Sounding as an act of liberation
Sound can liberate you in your embodiment and turn up the heat of your pleasure! Let's look at how.
At the beginning of our lives, we have an embodied knowing of the importance of sounding.
When we are born, one of the first signs of life is we cry. Sounding is instinctual.
As we grow, when we’re hungry, tired, or want to be held, we voice this request through sounding. It’s a primal, non-verbal way that we interact with our caretakers.
As adults, we aren’t always in tune with how we feel in the body. It may take having to turn up the volume to be heard. It may be hard to acknowledge and advocate for what we need.
How liberated is your sounding?
Do you laugh out loud?
Do you sound your pleasure?
Or do you feel blocked? Is something in the way?
Back in 2017, I went to a yoga retreat at a lavender farm on an island in the Pacific Northwest. There were about ten of us women and it was the first night of us getting to know each other.
Led by two therapists, we were in an intimate container, sharing how the patriarchy had impacted our relationship with our sexuality. It was potent!
The conversation was rich with women sharing their stories with such vulnerability. That evening, my story had been bubbling inside me, ready to be released. I was just about to open my mouth to share when one of the facilitators said, “Alright, we're going to transition into our yoga session now.”
The share that was so ready to be released and witnessed in this healing circle froze and became a rock in my throat. I could feel the tears welling in my eyes.
With this heavyness in my throat, we began a candlelit yoga session. There was so much intense feeling in me that needed somewhere to go. It was the most profound yoga session I’ve ever had.
Instead of coming out through my voice, the story released through the movement. I cried through the session and felt purged lying in savasanah at the end.
If your sounding is blocked, you may need to bring in embodied movement to facilitate the release. Ask what your body craves and give it to yourself.
Sounding is a one of the holistic sex tools that I work with. It's a powerful way to augment your embodied experience.

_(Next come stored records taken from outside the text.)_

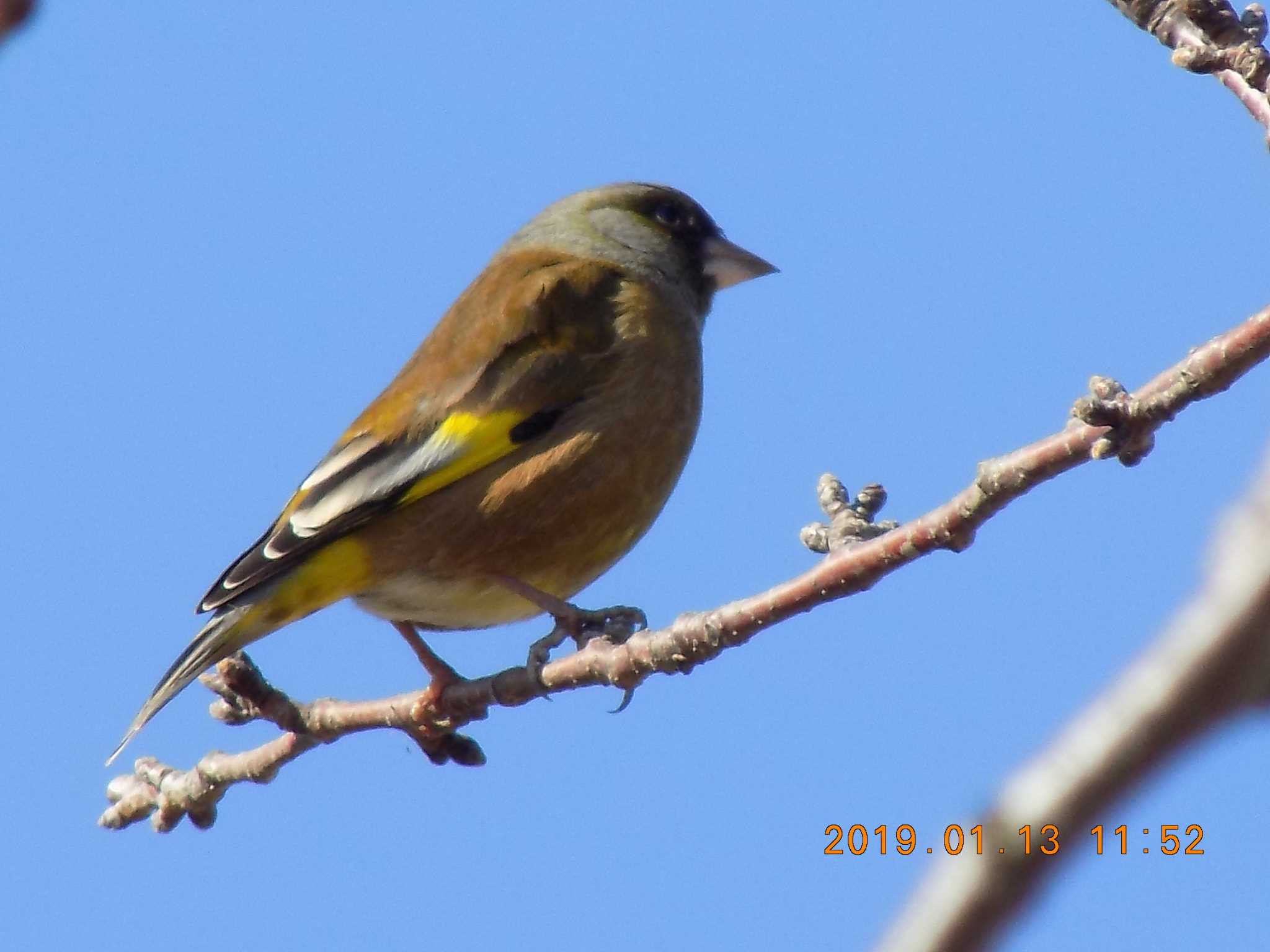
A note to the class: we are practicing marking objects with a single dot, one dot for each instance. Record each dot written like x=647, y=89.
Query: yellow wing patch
x=334, y=571
x=479, y=439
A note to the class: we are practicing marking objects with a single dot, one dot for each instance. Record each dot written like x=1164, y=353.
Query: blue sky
x=224, y=230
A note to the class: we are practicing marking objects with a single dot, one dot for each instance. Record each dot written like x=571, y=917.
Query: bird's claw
x=615, y=625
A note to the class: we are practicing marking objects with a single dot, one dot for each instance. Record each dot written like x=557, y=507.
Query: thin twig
x=1207, y=36
x=694, y=638
x=1210, y=664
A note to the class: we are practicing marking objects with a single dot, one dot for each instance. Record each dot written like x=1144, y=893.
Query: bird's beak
x=730, y=265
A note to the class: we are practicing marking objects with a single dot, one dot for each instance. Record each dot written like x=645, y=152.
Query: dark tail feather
x=220, y=638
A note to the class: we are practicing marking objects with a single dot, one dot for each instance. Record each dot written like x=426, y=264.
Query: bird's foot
x=616, y=624
x=442, y=676
x=436, y=735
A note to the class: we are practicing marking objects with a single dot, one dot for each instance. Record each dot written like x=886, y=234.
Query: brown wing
x=498, y=371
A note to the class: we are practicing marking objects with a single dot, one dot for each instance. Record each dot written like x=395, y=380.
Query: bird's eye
x=668, y=215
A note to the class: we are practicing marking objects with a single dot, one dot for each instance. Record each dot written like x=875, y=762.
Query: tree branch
x=1110, y=420
x=1207, y=36
x=1210, y=664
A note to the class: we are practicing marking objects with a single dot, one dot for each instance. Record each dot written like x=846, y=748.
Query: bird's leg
x=442, y=674
x=616, y=622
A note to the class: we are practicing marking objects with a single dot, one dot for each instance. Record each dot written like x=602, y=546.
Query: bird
x=523, y=448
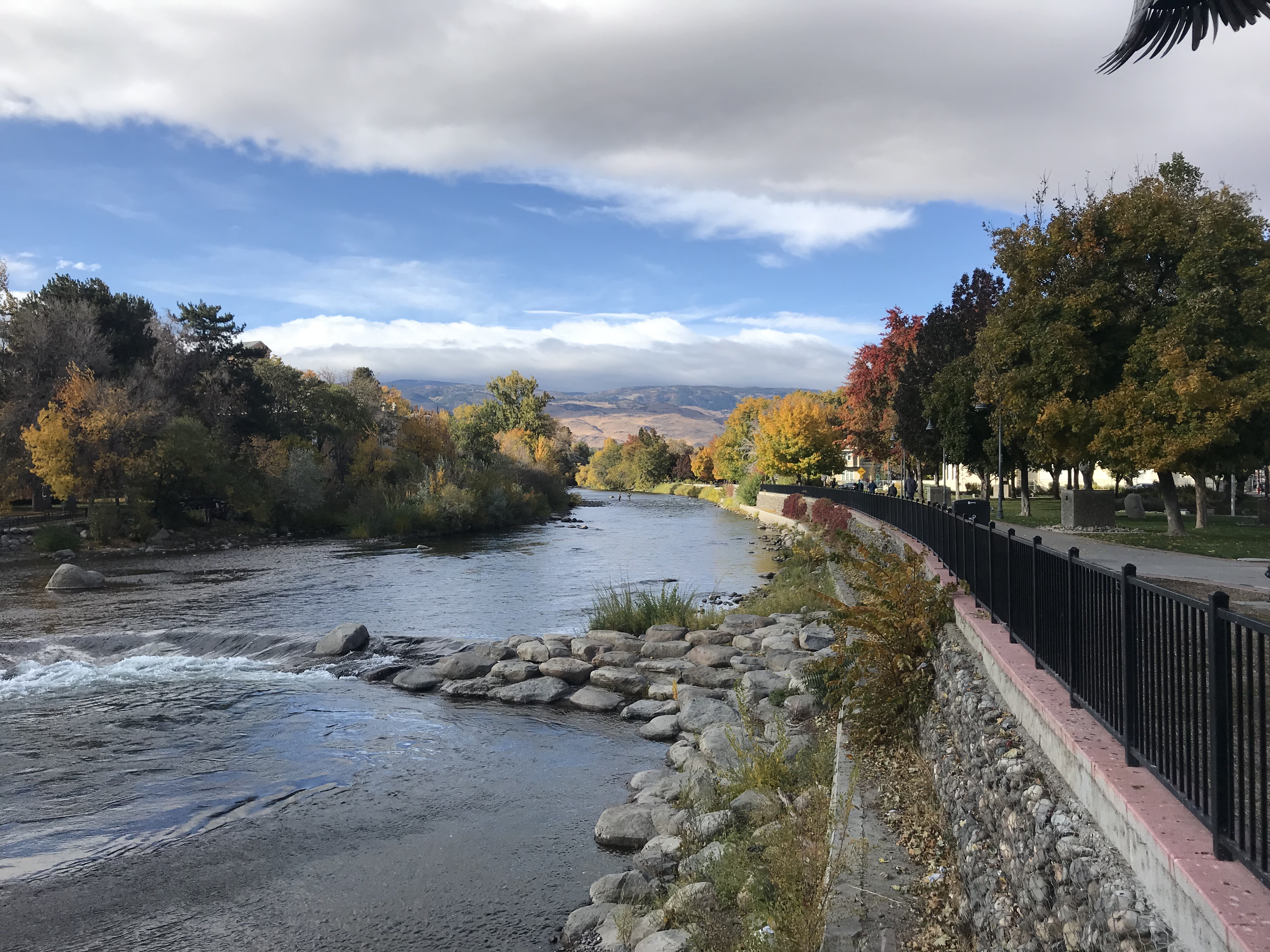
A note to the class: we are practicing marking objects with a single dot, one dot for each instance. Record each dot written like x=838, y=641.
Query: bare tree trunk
x=1169, y=490
x=1201, y=501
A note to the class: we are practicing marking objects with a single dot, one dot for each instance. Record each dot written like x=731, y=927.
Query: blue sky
x=601, y=195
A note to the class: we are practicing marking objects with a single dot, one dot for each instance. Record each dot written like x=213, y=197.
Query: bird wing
x=1158, y=26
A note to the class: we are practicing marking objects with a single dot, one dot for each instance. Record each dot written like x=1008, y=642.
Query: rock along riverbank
x=675, y=687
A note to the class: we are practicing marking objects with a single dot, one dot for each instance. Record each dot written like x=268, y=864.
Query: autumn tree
x=1196, y=391
x=933, y=391
x=797, y=439
x=869, y=393
x=92, y=437
x=735, y=450
x=703, y=461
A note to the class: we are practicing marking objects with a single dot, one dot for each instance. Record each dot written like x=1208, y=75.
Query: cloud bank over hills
x=581, y=353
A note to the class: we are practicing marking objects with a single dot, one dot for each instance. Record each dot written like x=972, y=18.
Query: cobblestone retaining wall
x=1038, y=873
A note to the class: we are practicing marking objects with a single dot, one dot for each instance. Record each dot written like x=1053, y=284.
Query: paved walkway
x=1155, y=562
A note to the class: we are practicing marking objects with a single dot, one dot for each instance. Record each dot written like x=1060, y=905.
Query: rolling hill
x=689, y=413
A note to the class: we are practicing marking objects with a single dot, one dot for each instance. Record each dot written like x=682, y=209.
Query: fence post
x=993, y=574
x=975, y=557
x=1073, y=555
x=1036, y=592
x=1010, y=586
x=1221, y=767
x=1128, y=664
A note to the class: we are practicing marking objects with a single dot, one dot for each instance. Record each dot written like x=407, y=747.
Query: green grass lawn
x=1223, y=539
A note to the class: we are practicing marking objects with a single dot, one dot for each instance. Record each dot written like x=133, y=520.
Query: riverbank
x=161, y=719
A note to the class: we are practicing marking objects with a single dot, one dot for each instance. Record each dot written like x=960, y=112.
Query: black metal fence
x=1179, y=682
x=43, y=518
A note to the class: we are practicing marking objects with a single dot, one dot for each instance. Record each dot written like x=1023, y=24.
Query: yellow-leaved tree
x=796, y=437
x=92, y=439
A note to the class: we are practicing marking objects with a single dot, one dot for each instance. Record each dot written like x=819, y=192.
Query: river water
x=176, y=775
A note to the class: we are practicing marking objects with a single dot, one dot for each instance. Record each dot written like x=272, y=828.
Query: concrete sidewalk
x=1155, y=563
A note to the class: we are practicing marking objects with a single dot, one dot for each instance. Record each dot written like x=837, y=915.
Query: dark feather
x=1159, y=26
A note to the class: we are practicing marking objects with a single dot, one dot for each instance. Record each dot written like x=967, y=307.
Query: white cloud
x=801, y=226
x=578, y=353
x=789, y=320
x=836, y=103
x=23, y=271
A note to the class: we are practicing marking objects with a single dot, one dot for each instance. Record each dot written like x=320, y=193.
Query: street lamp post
x=1001, y=489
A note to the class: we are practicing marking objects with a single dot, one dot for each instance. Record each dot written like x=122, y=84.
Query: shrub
x=831, y=516
x=54, y=539
x=105, y=522
x=636, y=611
x=884, y=676
x=747, y=490
x=794, y=507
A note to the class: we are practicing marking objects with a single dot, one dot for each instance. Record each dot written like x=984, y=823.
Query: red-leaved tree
x=869, y=391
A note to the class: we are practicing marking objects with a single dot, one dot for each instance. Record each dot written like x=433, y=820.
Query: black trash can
x=978, y=509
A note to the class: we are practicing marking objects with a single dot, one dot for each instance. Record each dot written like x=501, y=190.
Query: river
x=176, y=775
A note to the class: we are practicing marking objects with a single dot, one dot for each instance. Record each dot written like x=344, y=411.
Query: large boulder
x=665, y=649
x=712, y=655
x=746, y=624
x=586, y=649
x=709, y=638
x=616, y=659
x=595, y=700
x=647, y=926
x=616, y=640
x=495, y=650
x=621, y=681
x=350, y=637
x=760, y=685
x=567, y=669
x=515, y=672
x=625, y=827
x=417, y=680
x=660, y=856
x=701, y=677
x=629, y=887
x=816, y=637
x=608, y=635
x=538, y=691
x=661, y=728
x=665, y=632
x=698, y=714
x=534, y=652
x=665, y=666
x=475, y=688
x=72, y=578
x=802, y=706
x=648, y=710
x=582, y=922
x=464, y=666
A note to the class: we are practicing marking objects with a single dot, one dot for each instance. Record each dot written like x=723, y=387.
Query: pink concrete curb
x=1159, y=836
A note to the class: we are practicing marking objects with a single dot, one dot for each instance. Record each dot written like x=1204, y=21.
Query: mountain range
x=689, y=413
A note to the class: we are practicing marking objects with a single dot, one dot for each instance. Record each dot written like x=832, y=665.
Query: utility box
x=977, y=509
x=1089, y=509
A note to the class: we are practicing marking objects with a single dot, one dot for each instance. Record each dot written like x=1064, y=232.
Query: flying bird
x=1158, y=26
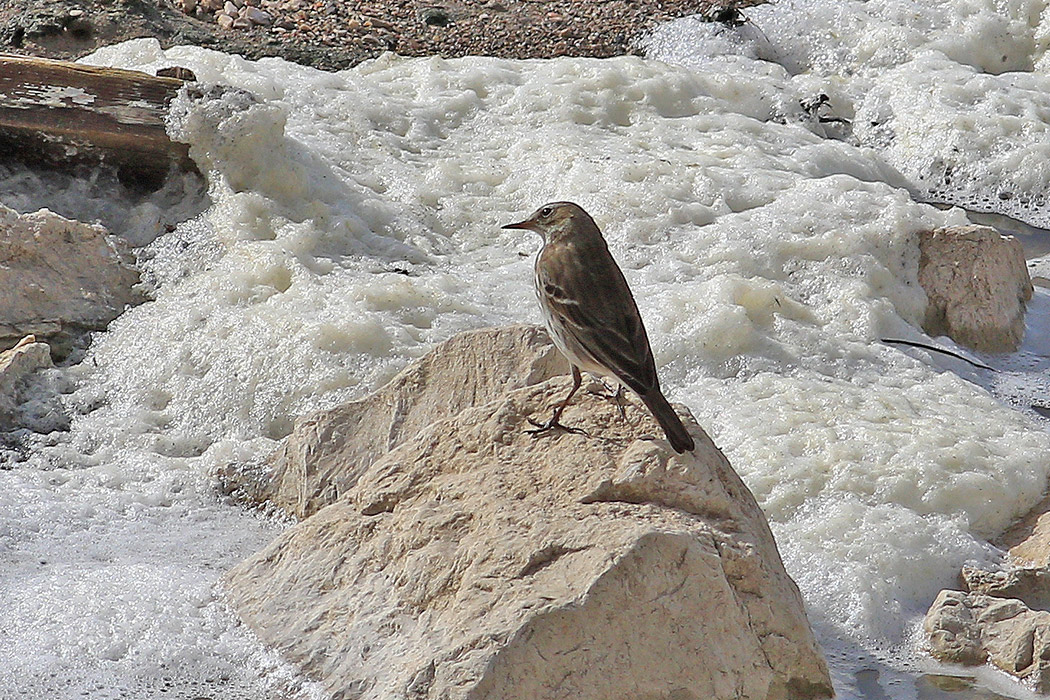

Let's look at ways your voice can be used as a tool for liberation.
Sounding is healing. Vocalizing is a practice is a way to release residue and trauma. This can be as gentle as sighing or exhaling audible, or as audacious as screaming. As you release this stagnant energy that is trapped in the body, you'll experience more freedom. You'll feel more like yourself.
(Sidebar: I just learned about underwater screaming therapy and tested it out with my partner. You can scream underwater in a pool at the top of your lungs and no one around you will know!)Sounding is a way that you signal what you like. Maybe asking your lover by using words in the bedroom is hard to access for you. When in an intimate space with another, try to use your sounding as a response.
When a lesbian friend of mine was embarking on a sexual relationship with another woman for the first time, she asked her best male friend for sex advice.